I think we can say that the majority of the immune system is located in the alimentary canal. This tube, basically, controls what are we’re going to absorb, what are we going to let go and pass through. It’s the front line, these cells, these bacteria, and even viruses and fungi, playing an essential role in our immune function.”
- Richard Mandelbaum, Herbalist and Educator
There was a really fascinating study out of Finland a few years ago that found that the rate of atopic illnesses - in this case they were looking at allergies like eczema and hay fever and allergic asthma - was related directly to the microbiome on our skin. If we didn't have enough of a biodiverse natural microbiome on our skin, we were more likely to have that immunological imbalance.
All the antibiotics that we expose ourselves to, in our food, in our water, kills off our microbiome. The lack of a healthy diverse diet, the lack of fermented foods in our diet, and the lack of biodiversity that we live in. And a really interesting thing about this study was, they didn't stop there. They then looked at a small radius of area where people were living and discovered that the more biodiverse the native flowering plants were, the more biodiverse their skin microbiomes were. And the less likely they were to have these allergic states.
Think about it, it makes sense, right? Where are we picking up our microbiomes? From our environment, from getting our fingernails dirty and smelling flowers. It's all around us and it's not just from what probiotic brand you buy in the health food store with the highest CFU count."
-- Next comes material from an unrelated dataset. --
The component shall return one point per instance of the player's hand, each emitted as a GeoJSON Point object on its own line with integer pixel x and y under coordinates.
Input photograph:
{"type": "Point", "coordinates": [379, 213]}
Back to me again, and I’m going to close this blog with this quote, again from Robert Rowntree. I'm particularly fascinated about this quote because it really emphases how everything in the body is connected:
“There's also a number of different ways the microbiome can affect your psyche. One is that some of the bacteria can actually make neurotransmitters. That's a fairly new development. They can either make the transmitter directly, or they can make substances that influence cells in your gut; influence neurons in your gut to make neurotransmitters.
There's a huge nerve in the body called the ‘vagus nerve’ that goes from the brain all the way down to the gut. And we used to think that the main role of the vagus nerve is to basically calm things down, as in the parasympathetic nervous system.
There's a lot of new data now that says it's actually a two-way transmission. That if you influence the vagus nerve at gut level, signals go back into the brain. And that could be a good thing or a bad thing. If you've got a lot of gut bacteria that are either producing GABA or stimulating the gut cells to make GABA (Gamma-aminobutyric acid, or GABA, is a calming neurotransmitter that sends chemical messages through the brain and the nervous system to reduce feelings of fear and anxiety), and I want to be clear, we don't exactly know which is which right now. We don't know, are the bacteria actually making it or are the gut cells making the GABA? What we do know is that the bacteria influence GABA production.
Drugs like Valium work on the GABA receptors, so maybe we're making our own Valium in our gut. And maybe the GABA that we're making in our gut then tracks up the vagus nerve or other nerves and goes into the brain and calms us down. It's pretty clear, based on some research done on probiotics, which are healthy bacteria that you can take as a supplement, that there are certain healthy bacteria that can influence mood and can improve depression / anxiety. I think that's really quite profound.”
I could go on and on with quotes but audio-typing them from the modules takes forever! I think we can all get the gist though,that in very simple terms, maintaining a healthy, diverse, and plentiful microbiome for our horses, is more important than we ever knew. And for us too.
Appropriate food, a biodiverse environment, a stress-free lifestyle, and a healthy microbiome. I’m sure tons more will come on this incredibly eye-opening subject in the weeks/months/years to come.